BAD//DREEMS Doomsday Ballet gets 8/10


Doomsday Ballet
Farmer & The Owl


Fast-paced, sweaty Aussie rock band Bad//Dreems are at it again with their 12-track, third album Doomsday Ballet. But there is a noticeable twist on their old style to bring on this next chapter, a cleaner loud-and-soft duality thanks to the help of new producers Burke Reid and Jack Ladder. They have a crafted style which is upfront and expressive, with the varying tempos to tell two tales.

You are welcomed to the album with a badass baseline of Morning Rain. The first few songs are fast paced tracks to knock you around and throw you into the deep end, with nothing held back. Anger and rage are the welcome mat they throw at your feet, to see if you are ready to step into their sound. The cycle of high to low tempo continues throughout the album letting you ride the wave of sound, so better bring your surfboard.

Sally’s Place sounds like a lost memory of good times and bad. A place in the past but never forgotten. The song is nostalgic sounding, achieving a level of connectivity to make you feel as if you are walking in their shoes. The grungier tones pick up from time to time with an offbeat hard strum slamming a light distortion.

Low Life is all about the cheek of the message. Its in your face lyrics are hitting hard on the ear drum, adding to the song’s repetitive state of mind. “Punch in, Punch out, Punch in, Punch out, Clock in, Clock out, Get in, Get out,” rings throughout the song – tying a knot around time and making sure you don’t forget. The setting puts people’s days on a conveyor belt of time, showing their rage for a content society with that cycle on repeat. So where do you stand? As with the concept of time play in Sunrise/Sunset by Bright Eyes or Pure Imagination by Richie Cunning, their message of are you going to live on continual repeat or actually do something with it is a real thought provoker. The lyrics are rough and raw, slapping the listener in the face; the power chords and rock of this song make it a banger.

Younger takes you down memory lane to smack you in the face with the old days when nothing mattered but being around good friends; being young, wild and free. It’s like they are looking back and remembering the good times, not really knowing what’s next but falling back into memory lane and stomping around in the days which felt simpler.
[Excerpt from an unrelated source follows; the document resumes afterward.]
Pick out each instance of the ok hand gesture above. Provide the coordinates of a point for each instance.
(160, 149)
The album enters a descrendo with the final number Gallows, filled with ambient tones and moments of silence. It’s a nice closer to the album as the dance slowly fades away into the frequency of sound.

Doomsday Ballet may not be everyone’s cup of tea with its hard style, raw lyrics and intimidating pace (at times) but there is a lot to be appreciated when listened to in full. Bad//Dreems bring a defining sound to the Australian new rock scene, with their true blue, stuck in throat Aussie style reminiscent of WA’s own Peter Bibby. Listening to their album you find a rich range of diversity and the title is truly fitting as they dance softly at times and then open up the sky to let it fall down with their armageddon of rage.

There are moments to reflect, moments to feel their struggle and moments to head bang in the car on your way to the beach.